TANGERANG — Rangkaian peringatan HUT ke-81 Kemerdekaan RI di Kota Tangerang tidak hanya diisi upacara seremonial. Stadion Benteng Reborn menjadi saksi kemeriahan lomba yang diikuti Wali Kota Sachrudin, Wakil Wali Kota Maryono, jajaran Forkopimda, Sekretaris Daerah, serta para kepala perangkat daerah pada Jumat (21/8/2026).
Tawa dan sorak sorai mewarnai setiap pertandingan. Namun, bagi Sachrudin, perlombaan ini bukan sekadar ajang adu ketangkasan atau hiburan semata.
“Para pahlawan telah mengorbankan keringat, darah, air mata, bahkan nyawanya untuk kemerdekaan yang kita nikmati hari ini. Karena itu, mari kita sambut dan isi kemerdekaan ini dengan kegembiraan, rasa syukur, dan kebersamaan,” ujarnya di sela kegiatan.
Bukan Soal Menang atau Kalah
Sachrudin menegaskan bahwa esensi dari perlombaan ini jauh melampaui sekadar penentuan juara. Kegiatan ini merupakan cara sederhana namun efektif untuk merawat kekompakan dan semangat gotong royong di lingkungan pemerintahan.
“Bukan soal kalah atau menang, bukan sekadar soal kemeriahan.

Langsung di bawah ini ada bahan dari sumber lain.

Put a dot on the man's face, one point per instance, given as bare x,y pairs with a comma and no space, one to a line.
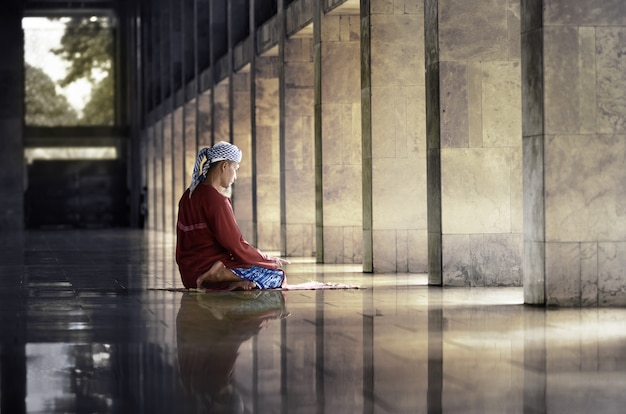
229,174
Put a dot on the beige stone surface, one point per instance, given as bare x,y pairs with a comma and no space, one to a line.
205,135
611,265
167,177
395,53
221,110
178,158
399,186
585,190
342,195
584,13
611,78
476,190
563,276
191,150
473,30
501,116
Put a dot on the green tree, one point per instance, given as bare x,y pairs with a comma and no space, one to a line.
87,45
44,107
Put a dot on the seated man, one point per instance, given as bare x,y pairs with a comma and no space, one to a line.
210,250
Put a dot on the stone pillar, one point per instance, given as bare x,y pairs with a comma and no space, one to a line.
12,119
299,148
204,125
150,178
221,108
394,137
168,185
242,195
338,138
191,141
267,154
159,197
574,140
178,169
474,142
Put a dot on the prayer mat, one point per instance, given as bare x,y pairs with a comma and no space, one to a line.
312,285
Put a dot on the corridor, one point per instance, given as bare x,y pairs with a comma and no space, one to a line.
94,324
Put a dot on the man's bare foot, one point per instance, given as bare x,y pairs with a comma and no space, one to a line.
217,273
242,285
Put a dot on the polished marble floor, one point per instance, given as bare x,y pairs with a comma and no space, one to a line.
91,325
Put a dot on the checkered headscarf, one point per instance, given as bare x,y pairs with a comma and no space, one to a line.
219,152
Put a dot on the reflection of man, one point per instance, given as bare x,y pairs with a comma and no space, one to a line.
210,329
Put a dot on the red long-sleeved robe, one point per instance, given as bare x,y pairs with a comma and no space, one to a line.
207,232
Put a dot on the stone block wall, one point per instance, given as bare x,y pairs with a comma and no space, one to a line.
476,137
574,152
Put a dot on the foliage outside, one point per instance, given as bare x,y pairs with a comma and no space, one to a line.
87,45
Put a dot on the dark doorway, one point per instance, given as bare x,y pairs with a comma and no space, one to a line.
76,194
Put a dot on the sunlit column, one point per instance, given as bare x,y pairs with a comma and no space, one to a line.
474,143
394,137
267,153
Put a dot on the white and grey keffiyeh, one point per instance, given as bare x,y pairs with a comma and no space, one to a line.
219,152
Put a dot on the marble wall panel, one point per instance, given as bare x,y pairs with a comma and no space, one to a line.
476,196
298,88
417,251
482,259
342,195
611,79
340,84
343,244
168,174
473,30
300,240
267,155
563,274
221,109
611,273
562,91
399,201
150,179
178,157
456,260
405,251
584,187
496,259
453,103
396,49
584,13
532,83
159,198
191,149
205,128
589,274
501,107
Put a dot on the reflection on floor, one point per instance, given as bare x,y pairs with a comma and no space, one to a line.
84,332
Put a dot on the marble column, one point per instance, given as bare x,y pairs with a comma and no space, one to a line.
242,137
12,120
574,141
158,176
267,154
167,171
178,169
474,142
339,207
150,178
394,136
221,108
299,168
191,141
205,121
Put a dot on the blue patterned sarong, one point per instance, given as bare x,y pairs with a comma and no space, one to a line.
263,278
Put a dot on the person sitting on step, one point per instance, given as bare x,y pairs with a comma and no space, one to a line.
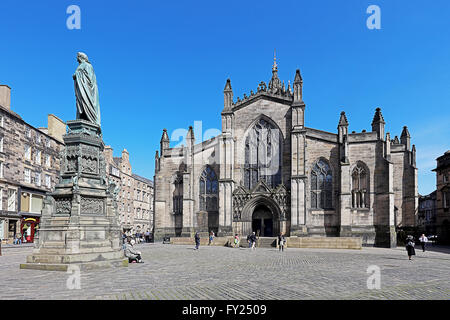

Yang terpenting adalah bagaimana semangat kebersamaan ini terus kita jaga dan kita wujudkan dalam karya nyata untuk mengisi kemerdekaan,” katanya.
Menurutnya, nilai-nilai seperti sportivitas dan kekompakan yang tumbuh dari perlombaan ini adalah modal berharga dalam menjalankan roda pemerintahan.
Sinergi Kunci Pembangunan Kota Tangerang
Wali Kota menekankan bahwa pembangunan Kota Tangerang tidak bisa dilakukan secara parsial. Dibutuhkan kolaborasi kuat dari seluruh elemen, termasuk sinergi antara eksekutif dan Forkopimda, untuk menciptakan kota yang aman dan nyaman.
“Semangatnya sama. Kita tidak bisa membangun kota ini sendiri-sendiri. Perlu kebersamaan, kekompakan, dan sinergi dari seluruh unsur,” jelasnya.
Ia pun mengapresiasi jajaran Forkopimda yang selama ini menjaga kolaborasi. Menurut Sachrudin, persatuan adalah kekuatan utama untuk melanjutkan perjuangan para pendahulu, yang kini diwujudkan melalui kerja nyata dan pembangunan yang bermanfaat bagi masyarakat.
“Kesatuan dan persatuan adalah modal kita untuk mengisi kemerdekaan. Kalau kita kompak, saling mendukung, dan bergerak bersama, insyaallah cita-cita untuk mewujudkan Kota Tangerang yang semakin maju dan masyarakat yang semakin sejahtera dapat kita capai bersama,” pungkasnya.